Clinicopathological correlation was consistent with a diagnosis of Dowling-Degos disease (DDD). DDD was first reported as reticular pigmented macules of flexure by Wilson-Jones and Grice in 1974 (1–3). It usually presents as a benign autosomal dominant inherited disease, but sporadic cases have also been reported (1, 2, 4, 5). DDD is more common in females and appears early in adulthood (5).

Classic DDD is characterized by acquired progressive and symmetrical pigmented round-oval macules of light-brown to grey or black colour, which can also be slightly elevated or exhibit slight scaling, occurring in a reticular pattern (5, 6). Rarely, hypopigmented macules and papules have been reported, alone or together with hyperpigmented lesions in the case of generalized DDD (7–9). The skin lesions are restricted to the flexural sites (axillae, groins, submammary folds, neck); generalized cases or cases involving other sites, such as the vulva, have rarely been reported (1, 3, 5, 6). The lesions may be associated with pitted scars (often perioral), hyperkeratotic follicular papules on the neck and upper trunk, and dark comedo-like lesions often seen on the face, neck and upper back (1, 2, 5). Other lesions, such as fingernail dystrophy, epidermoid cysts, keratoacanthomas, pilonidal sinus, seborrhoeic keratosis and hidradenitis suppurativa, have been described (2, 5). There is also an acantholytic variant called Galli-Galli disease (4). Usually, lesions are asymptomatic, but mild pruritus can appear (1, 5).

Diagnosis is established on the clinical-pathological correlation. Histologically, DDD shows filiform elongation of the rete ridges with basal cell pigmentation, but also moderate hyperkeratosis, thinning of the suprapapillary epithelium and dermal melanosis can be observed (5, 6). Hypopigmented lesions show pigment only at the tip of the rete ridges (7, 8).

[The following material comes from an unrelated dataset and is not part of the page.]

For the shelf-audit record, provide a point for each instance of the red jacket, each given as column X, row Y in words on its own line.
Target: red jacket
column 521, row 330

Because of overlapping clinical features, DDD is believed to be a part of a disease spectrum that includes reticulate acropigmentation of Kitamura, dyschromatosis universalis hereditaria and dyschromatosis symmetrica hereditaria (6, 8).

The pathogenesis of DDD is not well understood, but it is linked to mutations in the KRT5 gene located on chromosome 12, encoding keratin K5 and leading to its loss of function (2, 4–6). Other mutations cause different phenotypic variations, ranging from classic to generalized DDD and Galli-Galli disease (4).

Many therapies have been used without success (topical steroids, hydroquinone, oral retinoids, topical retinoids). No treatments have yet been established to be effective (3, 5, 6).

To conclude, the case reported here is unusual because the patient presented genital lesions of the vulva area with no other clinical characteristics of DDD, and without any family history. No medical or topical causes were found for this condition. The clinicopathological correlation helped us to make the diagnosis. It is important to have good knowledge of the different clinical presentations of DDD, since the disease is rare and challenging, and in order to avoid painful and expensive examinations for the child.